Daniel Lewis Lee became the first person to be executed by the federal government in 17 years. The time of death was 8:07 a.m.
Lee was convicted in the 1996 killing on a family in Arkansas, including an eight-year-old girl.
The fight to keep Lee alive ended with a 5-4 decision by the U.S. Supreme Court, saying the people who were arguing to keep the execution from happening did not have an argument that would hold up.
The Supreme Court vacated an injunction against the execution, which was in place because the inmates argued that the use of pentobarbital as the sole drug, was likely cruel and unusual punishment. Some inmates executed with the drug in the past have made statements shortly before their deaths that they felt a burning sensation.
“Among other reasons, the plaintiffs have not established that they are likely to succeed on the merits of their Eighth Amendment claim. That claim faces an exceedingly high bar,” stated the court.
The Dept. of Justice, in a statement released shortly before Lee’s death, said that the people arguing for the stay brought up a technical issue, saying there was a challenge that the government could not yet carry out the execution because it did not have permission from the 8th Circuit Court, which covers Arkansas, where Lee was convicted.

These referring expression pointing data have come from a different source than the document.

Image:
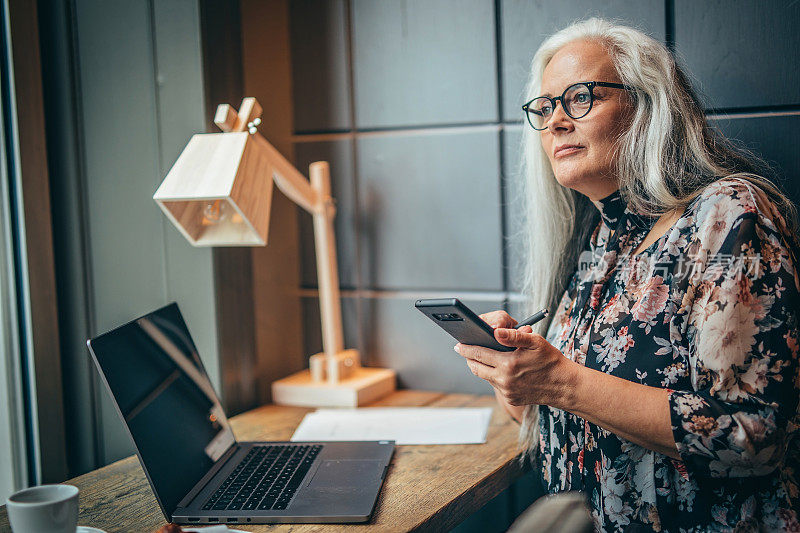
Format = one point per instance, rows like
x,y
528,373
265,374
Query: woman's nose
x,y
559,120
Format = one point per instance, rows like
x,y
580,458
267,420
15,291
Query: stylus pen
x,y
533,319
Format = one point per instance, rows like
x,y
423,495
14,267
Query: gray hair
x,y
664,159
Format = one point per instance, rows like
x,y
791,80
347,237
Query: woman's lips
x,y
568,149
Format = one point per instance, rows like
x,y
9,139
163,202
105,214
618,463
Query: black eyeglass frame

“While we disagree with Lee’s counsel claim, this was a claim that could have been raised for several weeks yet his counsel waited until the eleventh hour to raise it. Issuance of the mandate, in our view, is not necessary as a matter of law to proceed with the execution, the 8th Circuit’s entry of judgment in early June and the Supreme Court’s order vacating the last remaining stay early this morning – judicial actions that allowed the execution to lawfully move forward.”
The DOJ went ahead and asked for a mandate from the 8th Circuit out of “an abundance of caution”.
The executions of two more men are scheduled for this week at the prison, including Wesley Purkey, on Wednesday, and Dustin Lee Honken on Friday.
The federal prison in Terre Haute is the only place where federal prisoners on death row are executed.